Liverpool Sound and Vision Rating * * * *
It’s almost a hundred years since the London tabloid press used the phrase The bright young things to describe a group of bohemian socialites, ravaged perhaps by the decade’s greed and eventual bust which dominated the inter-war years. Looking back at that time it is hard to express sympathy for them, as it is difficult to acknowledge any empathy or kindness to another so called bubble of enlightenment and entitlement, the bankers and the money makers who, arguably, act nothing more than spoiled pirates.
If you want a true representation, perhaps captured by the writers of the age rather than their subjects, you look North, not to the grand and the wealthy around London’s old regal haunts, but to the suburbs of once big industrial cities, you look to that generation of young adults, of those that have come through the new millennium with optimism of change and spirit but to whom society finds ever more increasing ways of doing them injustice.
These are the bright young things, the set of musicians, actors, artists to whom have not been given every opportunity on a plate, who have worked hard to create something beautiful, tangible and lasting; and in the shadow of the now derelict Johnson’s factory in Bootle, one of those bright young members, the elegant and poised Maddie Stenberg, gave once more a performance in which lifted the spirits of all those who had made their way to The Hub on the day in which Bootle celebrated its Party in the Park.
Maddie has long since engrained herself into the music of Merseyside, a talented songwriter, a forceful yet compassionate soul to whom music is everything, a woman to whom substance is passion.

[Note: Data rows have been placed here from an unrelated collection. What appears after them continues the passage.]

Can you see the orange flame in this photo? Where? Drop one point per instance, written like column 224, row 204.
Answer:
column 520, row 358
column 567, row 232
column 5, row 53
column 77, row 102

Her songs took on a life that many might not have heard, moments in which her natural voice is enclosed by the venue, bouncing off walls; in the open air she comes across as a colossus in waiting, joining the ranks of musicians in the area such as Eleanor Nelly and Daisy Gill.
In the songs Lost Within, Mad Love and Take Me Home, Maddie took the audience down a road of delight, the once dirt track road that nestled in history’s grip little more than 150 years ago, now a shining example of what can be achieved when we give this particular generation the tools and the encouragement to strike against the tainted and damaging decrees of old.
The bright young things, they live and breathe now, not hampered by social niceties, they are all that we could have been.